Аннотация: Попытка отследить сюжет книги Блока "Разные стихотворения"
РАЗНЫЕ СТИХОТВОРЕНИЯ
(1904 - 1908)
Ал. Блок. Из предисловия к "Собранию стихотворений" 1911-ого года:
"...многие из них, взятые отдельно, не имеют цены; нокаждое стихотворение необходимо для образования главы; из нескольких глав составляется книга; каждая книга есть часть трилогии; всю трилогию я могу назвать "романом в стихах"".
Цель данной работы проследить сюжет главы второго тома трилогии - "Разные стихотворения".
Из вступительной статьи "О ВТОРОМ ТОМЕ ЛИРИКИ БЛОКА" в "Полном собрании сочинений и писем в двадцати томах" А.А. Блока:
"Заглавие, избранное Блоком, восходило к единственному прижизненному авторскому сборнику "Стихотворений" Аполлона Григорьева (СПб., 1846), состоявшему из двух разделов: I -"Гимны", II - "Разные стихотворения".

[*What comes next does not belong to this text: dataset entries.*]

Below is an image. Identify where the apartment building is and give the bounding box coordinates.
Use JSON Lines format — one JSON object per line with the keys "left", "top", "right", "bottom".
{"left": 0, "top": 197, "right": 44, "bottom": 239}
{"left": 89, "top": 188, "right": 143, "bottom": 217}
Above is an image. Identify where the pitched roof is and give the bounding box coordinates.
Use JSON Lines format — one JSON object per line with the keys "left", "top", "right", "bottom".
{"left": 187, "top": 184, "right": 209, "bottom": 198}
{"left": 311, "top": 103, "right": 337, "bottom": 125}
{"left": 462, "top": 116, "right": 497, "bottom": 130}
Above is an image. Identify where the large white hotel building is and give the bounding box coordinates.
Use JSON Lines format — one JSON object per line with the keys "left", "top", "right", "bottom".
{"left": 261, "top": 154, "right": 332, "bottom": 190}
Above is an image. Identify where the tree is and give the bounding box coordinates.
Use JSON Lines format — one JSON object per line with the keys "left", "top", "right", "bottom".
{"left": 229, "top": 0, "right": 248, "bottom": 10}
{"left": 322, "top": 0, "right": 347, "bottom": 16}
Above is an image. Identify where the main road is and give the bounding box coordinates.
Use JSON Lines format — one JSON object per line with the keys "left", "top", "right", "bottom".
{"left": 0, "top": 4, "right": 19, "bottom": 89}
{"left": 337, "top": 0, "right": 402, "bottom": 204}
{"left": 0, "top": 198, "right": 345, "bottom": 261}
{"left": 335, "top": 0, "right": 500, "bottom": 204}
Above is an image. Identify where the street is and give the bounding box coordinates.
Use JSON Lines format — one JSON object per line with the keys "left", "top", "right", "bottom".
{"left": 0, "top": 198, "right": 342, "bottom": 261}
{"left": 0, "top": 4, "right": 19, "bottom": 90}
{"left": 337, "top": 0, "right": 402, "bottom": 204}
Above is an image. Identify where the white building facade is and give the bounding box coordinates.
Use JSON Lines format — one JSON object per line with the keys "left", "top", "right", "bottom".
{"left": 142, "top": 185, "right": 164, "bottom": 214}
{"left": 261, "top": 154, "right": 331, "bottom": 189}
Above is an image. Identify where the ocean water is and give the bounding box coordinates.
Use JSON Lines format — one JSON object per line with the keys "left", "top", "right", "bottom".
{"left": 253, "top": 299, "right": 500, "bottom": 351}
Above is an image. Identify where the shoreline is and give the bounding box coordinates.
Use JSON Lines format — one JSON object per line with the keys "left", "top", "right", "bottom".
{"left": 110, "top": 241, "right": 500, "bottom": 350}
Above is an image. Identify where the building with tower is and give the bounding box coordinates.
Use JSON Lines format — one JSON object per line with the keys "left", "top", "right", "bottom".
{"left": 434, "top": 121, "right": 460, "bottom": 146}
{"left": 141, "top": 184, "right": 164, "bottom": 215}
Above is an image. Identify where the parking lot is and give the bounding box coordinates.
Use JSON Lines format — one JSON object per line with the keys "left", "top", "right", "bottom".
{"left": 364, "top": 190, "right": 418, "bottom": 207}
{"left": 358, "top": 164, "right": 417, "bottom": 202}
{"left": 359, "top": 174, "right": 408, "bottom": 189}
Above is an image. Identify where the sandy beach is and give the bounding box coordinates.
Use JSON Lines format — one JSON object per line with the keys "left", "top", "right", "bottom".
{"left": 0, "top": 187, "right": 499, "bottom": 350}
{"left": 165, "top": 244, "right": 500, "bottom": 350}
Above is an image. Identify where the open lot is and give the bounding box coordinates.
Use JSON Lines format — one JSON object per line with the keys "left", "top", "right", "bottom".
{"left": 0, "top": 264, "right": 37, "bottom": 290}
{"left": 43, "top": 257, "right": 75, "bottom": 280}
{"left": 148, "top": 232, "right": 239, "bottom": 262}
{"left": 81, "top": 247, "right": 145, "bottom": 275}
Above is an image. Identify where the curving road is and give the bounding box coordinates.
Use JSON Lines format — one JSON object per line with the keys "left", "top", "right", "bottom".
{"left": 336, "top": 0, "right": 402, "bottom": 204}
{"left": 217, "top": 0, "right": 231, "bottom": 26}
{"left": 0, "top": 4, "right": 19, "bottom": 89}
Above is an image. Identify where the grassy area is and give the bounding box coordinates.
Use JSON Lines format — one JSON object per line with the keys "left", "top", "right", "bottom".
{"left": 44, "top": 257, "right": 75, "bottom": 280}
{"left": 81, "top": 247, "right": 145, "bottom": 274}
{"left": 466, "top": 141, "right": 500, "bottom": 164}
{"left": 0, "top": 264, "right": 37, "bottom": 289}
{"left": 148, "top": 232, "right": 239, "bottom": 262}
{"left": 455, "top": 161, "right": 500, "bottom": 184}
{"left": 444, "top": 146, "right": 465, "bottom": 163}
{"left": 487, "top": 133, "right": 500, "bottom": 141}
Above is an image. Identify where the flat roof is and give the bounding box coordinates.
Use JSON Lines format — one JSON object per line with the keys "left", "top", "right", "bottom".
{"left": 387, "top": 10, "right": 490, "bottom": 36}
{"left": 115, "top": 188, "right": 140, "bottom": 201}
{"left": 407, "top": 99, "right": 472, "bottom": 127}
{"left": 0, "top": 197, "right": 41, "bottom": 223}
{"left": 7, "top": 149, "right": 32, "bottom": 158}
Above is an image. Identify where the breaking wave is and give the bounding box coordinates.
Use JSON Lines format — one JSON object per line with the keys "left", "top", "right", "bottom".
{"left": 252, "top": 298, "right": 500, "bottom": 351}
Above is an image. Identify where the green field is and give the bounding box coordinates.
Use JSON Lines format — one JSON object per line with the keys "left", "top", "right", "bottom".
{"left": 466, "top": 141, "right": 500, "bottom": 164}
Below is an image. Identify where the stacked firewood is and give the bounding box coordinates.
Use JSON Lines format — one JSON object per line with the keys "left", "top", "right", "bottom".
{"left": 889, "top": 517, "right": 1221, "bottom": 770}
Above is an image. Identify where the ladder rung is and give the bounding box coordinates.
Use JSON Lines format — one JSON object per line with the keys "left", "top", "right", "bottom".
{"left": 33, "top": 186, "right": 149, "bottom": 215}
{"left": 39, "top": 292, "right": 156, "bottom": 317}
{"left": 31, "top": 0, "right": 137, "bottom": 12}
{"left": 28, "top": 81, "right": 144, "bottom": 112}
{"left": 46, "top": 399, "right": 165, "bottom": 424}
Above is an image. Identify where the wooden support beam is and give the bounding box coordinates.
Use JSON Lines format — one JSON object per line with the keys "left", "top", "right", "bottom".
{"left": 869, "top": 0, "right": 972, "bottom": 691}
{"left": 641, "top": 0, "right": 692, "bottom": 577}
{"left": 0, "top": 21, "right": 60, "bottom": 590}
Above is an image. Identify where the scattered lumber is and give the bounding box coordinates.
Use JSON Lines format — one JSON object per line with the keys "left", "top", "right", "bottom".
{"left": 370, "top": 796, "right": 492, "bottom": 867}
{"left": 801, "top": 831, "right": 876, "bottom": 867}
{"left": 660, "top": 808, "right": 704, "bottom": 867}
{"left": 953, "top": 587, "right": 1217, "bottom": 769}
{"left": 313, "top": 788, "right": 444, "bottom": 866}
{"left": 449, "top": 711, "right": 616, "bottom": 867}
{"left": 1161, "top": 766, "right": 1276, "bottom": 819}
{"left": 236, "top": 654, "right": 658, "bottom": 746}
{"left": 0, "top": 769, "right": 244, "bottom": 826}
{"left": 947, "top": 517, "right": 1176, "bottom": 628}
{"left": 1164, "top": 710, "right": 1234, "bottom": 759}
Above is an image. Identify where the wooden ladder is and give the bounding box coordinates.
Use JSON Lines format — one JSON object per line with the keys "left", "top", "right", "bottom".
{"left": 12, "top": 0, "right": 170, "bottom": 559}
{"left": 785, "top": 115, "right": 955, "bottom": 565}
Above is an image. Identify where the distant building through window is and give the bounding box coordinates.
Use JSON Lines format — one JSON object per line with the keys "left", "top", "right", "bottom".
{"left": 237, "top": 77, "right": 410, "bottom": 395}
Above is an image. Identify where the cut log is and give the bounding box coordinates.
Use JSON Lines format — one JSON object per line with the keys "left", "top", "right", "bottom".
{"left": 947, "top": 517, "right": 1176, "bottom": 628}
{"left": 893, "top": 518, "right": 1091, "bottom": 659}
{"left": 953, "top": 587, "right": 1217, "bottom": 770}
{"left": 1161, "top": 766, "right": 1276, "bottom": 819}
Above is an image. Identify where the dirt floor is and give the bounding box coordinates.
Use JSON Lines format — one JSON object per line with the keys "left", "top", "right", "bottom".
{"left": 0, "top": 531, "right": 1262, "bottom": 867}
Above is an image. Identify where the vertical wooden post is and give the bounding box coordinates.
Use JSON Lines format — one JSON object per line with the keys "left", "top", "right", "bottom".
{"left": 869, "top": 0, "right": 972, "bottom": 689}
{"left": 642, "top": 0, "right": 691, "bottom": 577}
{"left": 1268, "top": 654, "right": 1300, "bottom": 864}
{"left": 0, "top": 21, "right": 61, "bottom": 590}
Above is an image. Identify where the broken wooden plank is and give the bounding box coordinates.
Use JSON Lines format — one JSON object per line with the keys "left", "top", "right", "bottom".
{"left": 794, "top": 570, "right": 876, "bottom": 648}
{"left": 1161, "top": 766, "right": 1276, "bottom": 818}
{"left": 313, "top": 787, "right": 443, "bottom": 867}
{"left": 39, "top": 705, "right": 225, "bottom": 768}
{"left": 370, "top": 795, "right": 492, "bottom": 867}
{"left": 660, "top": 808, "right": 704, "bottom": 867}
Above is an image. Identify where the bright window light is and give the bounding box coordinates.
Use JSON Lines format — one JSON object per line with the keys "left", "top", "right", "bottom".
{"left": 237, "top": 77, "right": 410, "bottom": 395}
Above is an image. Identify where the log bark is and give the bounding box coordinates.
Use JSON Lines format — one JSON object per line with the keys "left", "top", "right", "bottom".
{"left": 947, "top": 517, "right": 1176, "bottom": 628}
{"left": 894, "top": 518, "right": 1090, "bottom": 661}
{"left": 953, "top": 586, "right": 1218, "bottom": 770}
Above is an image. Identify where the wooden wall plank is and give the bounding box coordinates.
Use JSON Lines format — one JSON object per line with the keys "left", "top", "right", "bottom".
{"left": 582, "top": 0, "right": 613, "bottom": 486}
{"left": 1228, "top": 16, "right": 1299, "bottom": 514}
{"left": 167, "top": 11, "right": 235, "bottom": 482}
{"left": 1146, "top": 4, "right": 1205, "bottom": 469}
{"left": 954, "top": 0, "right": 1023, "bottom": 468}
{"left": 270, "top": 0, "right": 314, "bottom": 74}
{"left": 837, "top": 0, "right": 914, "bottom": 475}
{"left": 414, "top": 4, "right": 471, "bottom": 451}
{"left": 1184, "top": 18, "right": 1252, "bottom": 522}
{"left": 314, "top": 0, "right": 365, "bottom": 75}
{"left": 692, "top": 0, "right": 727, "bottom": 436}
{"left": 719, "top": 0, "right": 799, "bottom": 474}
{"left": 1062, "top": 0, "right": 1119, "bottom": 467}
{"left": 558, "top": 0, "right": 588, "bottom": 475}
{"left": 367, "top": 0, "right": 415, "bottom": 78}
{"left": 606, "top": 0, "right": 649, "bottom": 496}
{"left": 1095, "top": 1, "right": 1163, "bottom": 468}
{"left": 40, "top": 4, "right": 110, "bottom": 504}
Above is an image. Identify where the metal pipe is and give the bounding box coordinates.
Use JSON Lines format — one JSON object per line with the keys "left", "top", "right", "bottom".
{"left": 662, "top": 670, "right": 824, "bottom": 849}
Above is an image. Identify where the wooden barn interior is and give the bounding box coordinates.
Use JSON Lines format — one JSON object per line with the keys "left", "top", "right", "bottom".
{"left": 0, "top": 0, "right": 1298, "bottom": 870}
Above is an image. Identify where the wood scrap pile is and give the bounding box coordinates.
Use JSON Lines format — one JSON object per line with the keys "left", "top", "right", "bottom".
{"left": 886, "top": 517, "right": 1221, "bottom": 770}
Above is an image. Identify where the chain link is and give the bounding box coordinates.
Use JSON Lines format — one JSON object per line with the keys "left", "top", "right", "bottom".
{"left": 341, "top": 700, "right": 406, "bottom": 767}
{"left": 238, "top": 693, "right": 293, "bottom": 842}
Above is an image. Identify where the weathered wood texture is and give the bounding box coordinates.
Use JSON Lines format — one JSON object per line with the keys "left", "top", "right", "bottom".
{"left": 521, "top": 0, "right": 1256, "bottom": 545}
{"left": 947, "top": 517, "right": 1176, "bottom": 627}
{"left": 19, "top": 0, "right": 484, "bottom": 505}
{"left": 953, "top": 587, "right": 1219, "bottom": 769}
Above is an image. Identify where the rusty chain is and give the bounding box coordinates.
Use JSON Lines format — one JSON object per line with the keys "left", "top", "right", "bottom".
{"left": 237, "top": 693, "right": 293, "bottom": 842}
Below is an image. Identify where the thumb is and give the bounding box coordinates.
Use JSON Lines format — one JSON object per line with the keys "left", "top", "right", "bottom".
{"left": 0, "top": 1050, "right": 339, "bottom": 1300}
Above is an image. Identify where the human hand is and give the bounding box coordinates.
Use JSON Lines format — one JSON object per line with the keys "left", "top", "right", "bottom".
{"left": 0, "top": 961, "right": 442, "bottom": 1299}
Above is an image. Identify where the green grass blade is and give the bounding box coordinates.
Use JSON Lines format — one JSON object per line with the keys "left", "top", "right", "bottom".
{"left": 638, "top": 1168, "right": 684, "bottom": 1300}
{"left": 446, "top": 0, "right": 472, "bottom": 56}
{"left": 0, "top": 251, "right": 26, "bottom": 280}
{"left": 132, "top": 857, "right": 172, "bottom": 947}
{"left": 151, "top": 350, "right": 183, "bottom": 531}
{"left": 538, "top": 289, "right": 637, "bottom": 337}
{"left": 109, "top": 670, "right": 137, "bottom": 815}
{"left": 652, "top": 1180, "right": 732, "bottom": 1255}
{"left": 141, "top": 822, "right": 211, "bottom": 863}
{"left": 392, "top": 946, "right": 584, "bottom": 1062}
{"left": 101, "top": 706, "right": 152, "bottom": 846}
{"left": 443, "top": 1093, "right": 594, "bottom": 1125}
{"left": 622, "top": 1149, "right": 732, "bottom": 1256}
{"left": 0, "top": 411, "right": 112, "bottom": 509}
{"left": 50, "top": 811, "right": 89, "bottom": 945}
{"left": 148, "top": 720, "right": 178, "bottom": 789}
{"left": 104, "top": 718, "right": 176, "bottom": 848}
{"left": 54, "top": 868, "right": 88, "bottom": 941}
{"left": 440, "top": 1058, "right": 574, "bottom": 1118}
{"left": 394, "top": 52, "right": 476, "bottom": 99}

Готовя в 1914-1915 гг. издание "Стихотворений Аполлона Григорьева" (М., 1916), Блок сохранил неизменной структуру прижизненного сборника и ввел дополнительные разделы, в одном из которых повторил заглавие Григорьева. В примечаниях к книге Блок указал: "Третий отдел я обозначаю тем же именем Разных стихотворений (под цифрой II), собирая здесь те оригинальные стихи, которые не вошли в книжку..." (СС-1211. С. 360;). "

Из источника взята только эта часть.